4. Not defragging indexes or running Database consistency checks. Also not running regular maintenance activities like update stats on production databases. Or in some cases executing maintenance and other high resource consuming activities during production working hours.
5. Not checking how much free space is available in data or log files and shrinking databases again and again. Or setting ‘Auto Shrink’ database option to true is equivalent harmful.
6. Creating databases for Dev, Staging, UAT, Test, QA etc on Production SQL Server or Instance. This majorly causes manual/human mistakes by deleting/modifying objects or incorrectly assigning permissions.
7. Proactive Monitoring: Not setting SQL Alerts with email notification for Severity errors from 17 to 25; Disk free space check, CPU utilization, SQL/Agent/SSRS/SSAS services restart etc.
It’s highly advisable to set up automated alerts on SQL server for critical events. So that you are fully aware and feel secure that all events are reaching to you/team even though not sitting in front of computer screen. Going forward you may use Policy based management to capture events and streamlining various SQL instances in your environment.
8. Not using/applying High availability techniques (clustering, Mirroring, Log shipping) for critical databases. A DBA must identify business requirements and apply high availability techniques as per already defined SLA targets. It ensures timely availability of databases for applications in case of failure.
9. Running SQL profiler on production with no filters and end time. This is among most frequently happening mistakes. A DBA must understand that running profiler with no filters will capture all events and T-SQL queries thus generating extra workload on production. Its highly advised to use profiler with caution.

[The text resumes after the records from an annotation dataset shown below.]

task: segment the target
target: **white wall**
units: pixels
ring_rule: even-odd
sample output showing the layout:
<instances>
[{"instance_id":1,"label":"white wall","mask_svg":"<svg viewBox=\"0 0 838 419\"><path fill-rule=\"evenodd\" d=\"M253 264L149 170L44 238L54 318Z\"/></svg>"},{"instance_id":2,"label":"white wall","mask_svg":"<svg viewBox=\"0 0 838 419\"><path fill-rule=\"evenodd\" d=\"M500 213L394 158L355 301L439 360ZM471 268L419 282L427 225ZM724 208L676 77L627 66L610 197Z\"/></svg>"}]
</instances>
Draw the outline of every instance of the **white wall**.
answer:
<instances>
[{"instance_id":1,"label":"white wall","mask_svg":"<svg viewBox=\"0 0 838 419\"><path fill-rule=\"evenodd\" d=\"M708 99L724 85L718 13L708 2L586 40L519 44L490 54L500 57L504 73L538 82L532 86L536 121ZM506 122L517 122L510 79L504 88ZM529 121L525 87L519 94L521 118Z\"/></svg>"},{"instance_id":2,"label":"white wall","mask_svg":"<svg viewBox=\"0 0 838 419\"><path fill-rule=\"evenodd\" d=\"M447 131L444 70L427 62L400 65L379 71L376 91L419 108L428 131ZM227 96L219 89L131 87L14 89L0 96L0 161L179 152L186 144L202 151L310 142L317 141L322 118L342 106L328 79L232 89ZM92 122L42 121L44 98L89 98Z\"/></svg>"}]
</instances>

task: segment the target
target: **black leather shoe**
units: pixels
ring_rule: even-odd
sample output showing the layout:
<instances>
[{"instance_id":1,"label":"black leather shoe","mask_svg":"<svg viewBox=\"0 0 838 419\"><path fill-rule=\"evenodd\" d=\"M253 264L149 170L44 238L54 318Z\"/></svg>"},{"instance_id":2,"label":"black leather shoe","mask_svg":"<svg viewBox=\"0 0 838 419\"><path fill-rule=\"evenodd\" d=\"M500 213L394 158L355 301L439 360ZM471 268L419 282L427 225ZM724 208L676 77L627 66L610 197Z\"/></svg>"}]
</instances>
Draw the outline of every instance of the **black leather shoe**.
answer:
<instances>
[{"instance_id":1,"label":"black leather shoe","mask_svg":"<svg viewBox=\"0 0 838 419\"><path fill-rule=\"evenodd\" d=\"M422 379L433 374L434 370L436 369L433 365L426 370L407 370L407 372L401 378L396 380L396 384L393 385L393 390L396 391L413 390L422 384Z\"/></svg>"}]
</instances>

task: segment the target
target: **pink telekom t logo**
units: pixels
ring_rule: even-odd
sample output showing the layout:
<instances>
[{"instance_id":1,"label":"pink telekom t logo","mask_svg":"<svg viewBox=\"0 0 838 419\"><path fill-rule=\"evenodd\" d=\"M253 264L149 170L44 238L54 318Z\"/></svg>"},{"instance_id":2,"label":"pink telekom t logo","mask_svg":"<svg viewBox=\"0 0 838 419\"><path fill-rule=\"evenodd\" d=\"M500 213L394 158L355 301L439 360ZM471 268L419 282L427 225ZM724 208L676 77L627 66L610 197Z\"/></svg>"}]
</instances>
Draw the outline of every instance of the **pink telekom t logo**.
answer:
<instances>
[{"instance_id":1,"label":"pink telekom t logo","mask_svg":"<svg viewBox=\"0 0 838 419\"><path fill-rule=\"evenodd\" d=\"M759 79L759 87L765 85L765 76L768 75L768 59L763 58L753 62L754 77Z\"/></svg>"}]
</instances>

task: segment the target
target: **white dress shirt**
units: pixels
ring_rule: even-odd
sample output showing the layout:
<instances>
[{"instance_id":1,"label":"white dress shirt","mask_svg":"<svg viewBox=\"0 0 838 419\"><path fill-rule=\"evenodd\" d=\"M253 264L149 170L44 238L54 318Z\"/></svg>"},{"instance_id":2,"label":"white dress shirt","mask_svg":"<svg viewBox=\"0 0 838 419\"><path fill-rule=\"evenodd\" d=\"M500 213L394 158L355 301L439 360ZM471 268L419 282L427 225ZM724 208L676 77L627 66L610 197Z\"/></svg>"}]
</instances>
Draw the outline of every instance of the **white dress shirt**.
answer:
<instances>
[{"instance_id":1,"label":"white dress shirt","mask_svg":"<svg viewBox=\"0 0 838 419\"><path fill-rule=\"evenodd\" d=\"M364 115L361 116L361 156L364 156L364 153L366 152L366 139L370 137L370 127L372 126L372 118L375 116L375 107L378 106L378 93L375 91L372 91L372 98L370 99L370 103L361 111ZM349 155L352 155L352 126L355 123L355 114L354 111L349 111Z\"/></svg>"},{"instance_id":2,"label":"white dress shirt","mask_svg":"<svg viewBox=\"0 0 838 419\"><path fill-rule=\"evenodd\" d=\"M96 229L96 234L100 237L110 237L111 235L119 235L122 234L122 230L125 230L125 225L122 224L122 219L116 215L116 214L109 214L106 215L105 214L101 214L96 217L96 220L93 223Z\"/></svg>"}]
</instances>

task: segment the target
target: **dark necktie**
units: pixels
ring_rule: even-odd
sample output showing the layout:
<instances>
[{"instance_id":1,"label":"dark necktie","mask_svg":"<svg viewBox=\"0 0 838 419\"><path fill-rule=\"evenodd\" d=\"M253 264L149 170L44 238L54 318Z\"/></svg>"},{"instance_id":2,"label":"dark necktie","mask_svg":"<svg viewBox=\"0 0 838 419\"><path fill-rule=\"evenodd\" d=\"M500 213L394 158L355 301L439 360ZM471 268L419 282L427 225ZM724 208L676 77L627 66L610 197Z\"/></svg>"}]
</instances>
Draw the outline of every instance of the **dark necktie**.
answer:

10. Setting database recovery option to ‘Full’ and never taking transaction log backups. I have seen cases where transaction log file size have increased 100 times to actual data due to backup negligence. Make sure you select database recovery model according to requirements and use backup policy accordingly. Also, carefully watch your transaction log backup jobs in logs hipping scenario to avoid large size database transaction log files.